24 of 24 people found the following review helpful:
2.0 out of 5 stars
a pharmacist's view of pharmacoeconomics, January 24, 2008
This review is from: Practical Pharmacoeconomics; How to design, perform and analyze outcomes research (Paperback)
The author has his doctorate in Pharmacy from the University of Toronto. This book is simply a compilation of 20 column issues that the author had in Formulary Magazine over the period of 1996 and 1997. The purpose of the column was to respond to health care professionals who want to learn the practical aspects of designing, performing, analyzing and interpreting outcomes research and pharmacoeconomics in their own setting.
Pharmacoeconomics is an important area of research for new drugs that weighs the costs and benefits of these new drugs relative to existing alternatives. As such it has developed as a mix of statistics, economics, decision theory and outcomes research.
In my opinion, in addition to knowing the technical and medical aspects of pharmaceuticals the author of a tutorial needs a reasonably good understanding of mathematics and the related disciplines of decision theory, econometrics and statistics. This is where the text is weak.
As a statistician learning about pharmacoeconomics, I have learned some things about the subject from the journal articles and some texts. The journal PharmacoEconomics is an excellent journal that has been publishing articles for about a decade. The text "Principles of Pharmacoeconomics" is an example of an excellent introductory text that is now already in its second edition.

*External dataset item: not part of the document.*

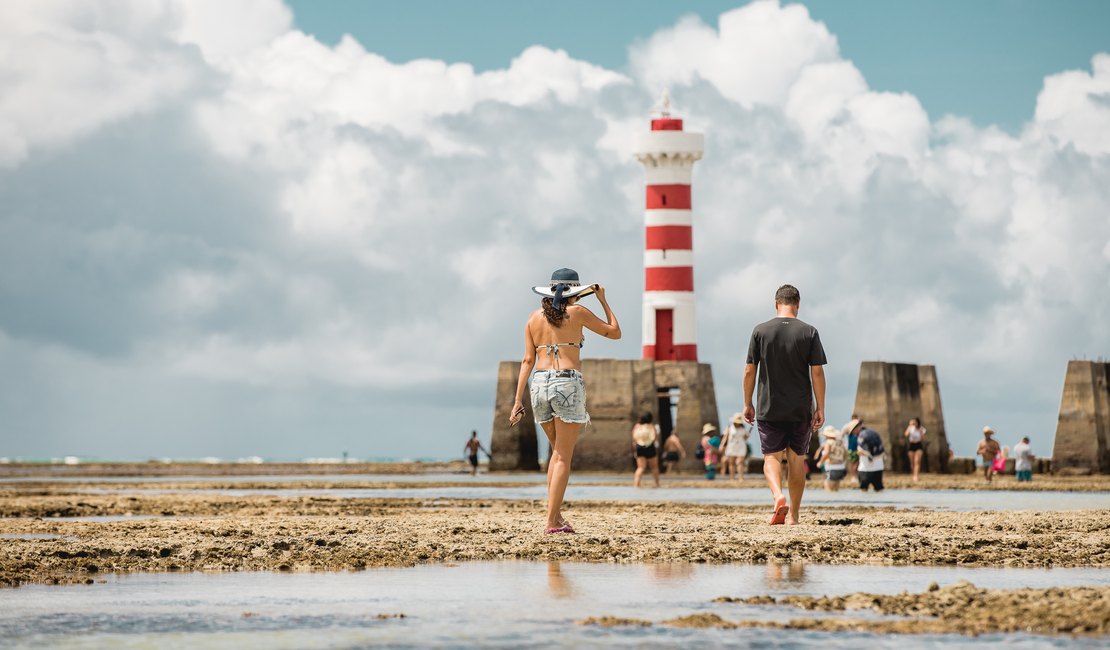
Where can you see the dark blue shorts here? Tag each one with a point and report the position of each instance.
(776, 436)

Unfortunately, this book under review is technically too simplistic and weak on fundamentals. The telling blow for me came when I read Appendix II "Primer on Statistics". Early on the author presents an incorrect description of p-values and statistical significance. Intuitive descriptions of dispersion and range using figures for two probability distributions are okay but although the terms variance, standard deviation, standard error of the mean and confidence interval are mentioned, no definitions formal or informal are given for these terms. Also there is some confusion between observed results and averages and their distributions.
The book has some value, as the author is an experienced pharmacist who knows something about the basic principles that make a good study. The chapter on randomized clinical trials does tell the student what to look for and what are indications of a poor study. Still the reader should beware because the lack of understanding of the basic fundamentals make the text both confusing and misleading at times.